Somewhere, tucked away, I still have the introductory brochure for the Smart Roadster & Roadster-Coupé. Sad enough to have requested and poured over brochures for the original City & City-Coupé (now the ForTwo), when this particular piece of marketing material landed on my doormat I went bonkers. The City to my mind was truly ingenious, a real shift in how to “do” a small car, but the Roadster took all this ingenuity and clothed it in a phenomenally good looking sports car body, particularly in Coupé form. I loved every bit of it, from its diminutive size to its blistered arches, dished rear wheels and swooping glass fastback. Unfortunately, in 2002 I couldn’t actually drive, let alone scrape together the 5-figure sum needed to buy one. Life is cruel.
Fast-forward 11 years and not only do I still have that brochure, but also my very own Roadster-Coupé too – wow.
The journey to this car began, rather embarrassingly, not that long after purchasing the Jimny. After the initial euphoria of some greenlaning exploits, where the little Suzuki had blown me away with its capabilities even on Runway Enduro road tyres (lovely…), I grew mildly frustrated by how normal the Jimny was on a day-to-day basis. There was no surge of boost coupled with a dump valve whoosh, no leather-clad serenity broken only by the woofle of a V8, just… a good, everyday car. Most people will now be wondering how that’s a bad thing, but I’ve always revelled in a sense of theatre associated with my cars even if it’s completely invisible to everyone else. To use the above examples once again, I adore the noises the Cappuccino makes as it comes on and off boost, how you can play with those sounds by minutely lifting and applying the throttle. The quiet theatre of the LS – a big, grey, jellymould 90s saloon to anyone else – was all about its gargantuan size, its opulence and its V8 engine juxtaposed with its sub-£1500 price tag and the faintly ridiculous scenario of a 20-something guy using it as a daily commuter. Outside of a muddy lane there was no theatre with the Jimny, and one summers day – when it felt at its most utterly invisible – it hit me: I should’ve bought another sports car. I should’ve bought a Smart Roadster. With no spare cash with which to make an immediate switch, I quickly settled on keeping the Jimny until the following spring, then switching to a Roadster as soon as I could find one.

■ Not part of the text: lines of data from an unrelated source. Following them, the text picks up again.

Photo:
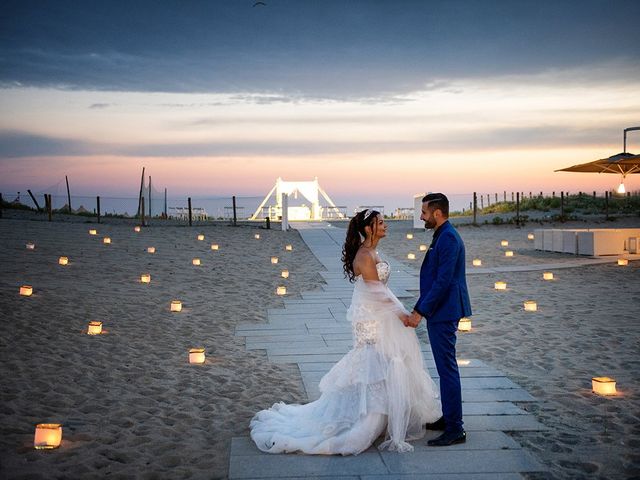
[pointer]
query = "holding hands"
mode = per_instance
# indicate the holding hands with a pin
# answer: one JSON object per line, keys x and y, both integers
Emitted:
{"x": 412, "y": 319}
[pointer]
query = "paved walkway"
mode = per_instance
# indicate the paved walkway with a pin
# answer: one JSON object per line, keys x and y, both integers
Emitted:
{"x": 313, "y": 333}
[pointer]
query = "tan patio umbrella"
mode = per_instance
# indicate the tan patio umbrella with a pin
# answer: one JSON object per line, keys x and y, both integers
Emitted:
{"x": 624, "y": 164}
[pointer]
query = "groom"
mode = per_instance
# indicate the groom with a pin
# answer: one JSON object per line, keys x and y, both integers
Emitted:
{"x": 444, "y": 299}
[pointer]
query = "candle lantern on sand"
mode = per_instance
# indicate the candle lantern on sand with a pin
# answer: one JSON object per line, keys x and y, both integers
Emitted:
{"x": 196, "y": 355}
{"x": 26, "y": 290}
{"x": 48, "y": 436}
{"x": 95, "y": 328}
{"x": 603, "y": 385}
{"x": 464, "y": 325}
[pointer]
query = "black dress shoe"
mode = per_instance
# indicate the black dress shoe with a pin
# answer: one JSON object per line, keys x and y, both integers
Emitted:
{"x": 448, "y": 438}
{"x": 437, "y": 425}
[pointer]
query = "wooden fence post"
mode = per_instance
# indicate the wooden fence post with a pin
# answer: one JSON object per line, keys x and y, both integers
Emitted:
{"x": 235, "y": 216}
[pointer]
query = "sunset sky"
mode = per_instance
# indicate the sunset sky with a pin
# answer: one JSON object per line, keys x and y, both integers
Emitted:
{"x": 379, "y": 100}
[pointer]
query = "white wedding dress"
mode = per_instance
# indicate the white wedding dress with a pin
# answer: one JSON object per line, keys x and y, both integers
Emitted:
{"x": 381, "y": 383}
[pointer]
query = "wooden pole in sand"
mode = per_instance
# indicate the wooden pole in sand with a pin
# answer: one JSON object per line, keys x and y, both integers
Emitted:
{"x": 49, "y": 207}
{"x": 34, "y": 199}
{"x": 235, "y": 218}
{"x": 68, "y": 194}
{"x": 475, "y": 208}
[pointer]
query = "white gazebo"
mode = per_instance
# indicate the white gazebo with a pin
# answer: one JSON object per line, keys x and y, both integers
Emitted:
{"x": 307, "y": 207}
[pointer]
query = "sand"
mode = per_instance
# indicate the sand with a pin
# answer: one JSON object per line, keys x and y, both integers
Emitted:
{"x": 132, "y": 407}
{"x": 130, "y": 404}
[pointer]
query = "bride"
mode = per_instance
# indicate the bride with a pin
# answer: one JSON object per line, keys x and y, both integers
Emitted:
{"x": 379, "y": 386}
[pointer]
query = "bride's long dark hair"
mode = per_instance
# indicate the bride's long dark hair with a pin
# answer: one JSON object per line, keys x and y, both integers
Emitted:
{"x": 355, "y": 234}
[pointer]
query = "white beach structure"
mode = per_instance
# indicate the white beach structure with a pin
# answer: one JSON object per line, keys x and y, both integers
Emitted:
{"x": 307, "y": 207}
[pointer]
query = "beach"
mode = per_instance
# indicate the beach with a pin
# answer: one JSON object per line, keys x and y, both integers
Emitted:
{"x": 133, "y": 407}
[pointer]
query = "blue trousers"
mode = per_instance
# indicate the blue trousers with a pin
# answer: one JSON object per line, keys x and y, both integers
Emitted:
{"x": 442, "y": 336}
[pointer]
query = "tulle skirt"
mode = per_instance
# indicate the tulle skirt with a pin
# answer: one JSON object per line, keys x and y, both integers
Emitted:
{"x": 379, "y": 386}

Whilst that plan didn’t change, my thoughts and feelings for the Jimny were utterly transformed over the winter months. Over time I began to realise that there’s a lot of comfort to be taken from walking out to a vehicle like the Jimny each wintery morning – it’s the perfect protection from the rain, hail, sleet, snow and frost, a vehicle which you know will get you where you need to go regardless of the conditions. As if that wasn’t enough to make me feel like a bit of a chump for being so cruel about it during the summer, come the heavy snows of January and March the Jimny truly humbled me with the breadth of its ability. With little more than a set of A/T-S tyres and a couple of APIO recovery points it drove out into the Peak District to deliver paramedics safely to work in Stoke for Volunteer4x4 (earning itself the moniker of “The Legend of Longnor” in the process!), pulled saloons out of snow drifts, drove up and down lanes closed by snow and generally refused to be the least bit troubled by anything. It could not be stopped. Come spring it was my underlying urge for a Roadster, rather than any disdain for the Jimny, which made me forge ahead with the plan I’d made – I want a Roadster more than I do a Jimny… but only just. I sell the little Suzuki with a genuinely heavy heart – it’s not a normal car at all, but instead a truly utilitarian vehicle that’ll get you where you need to go. Always.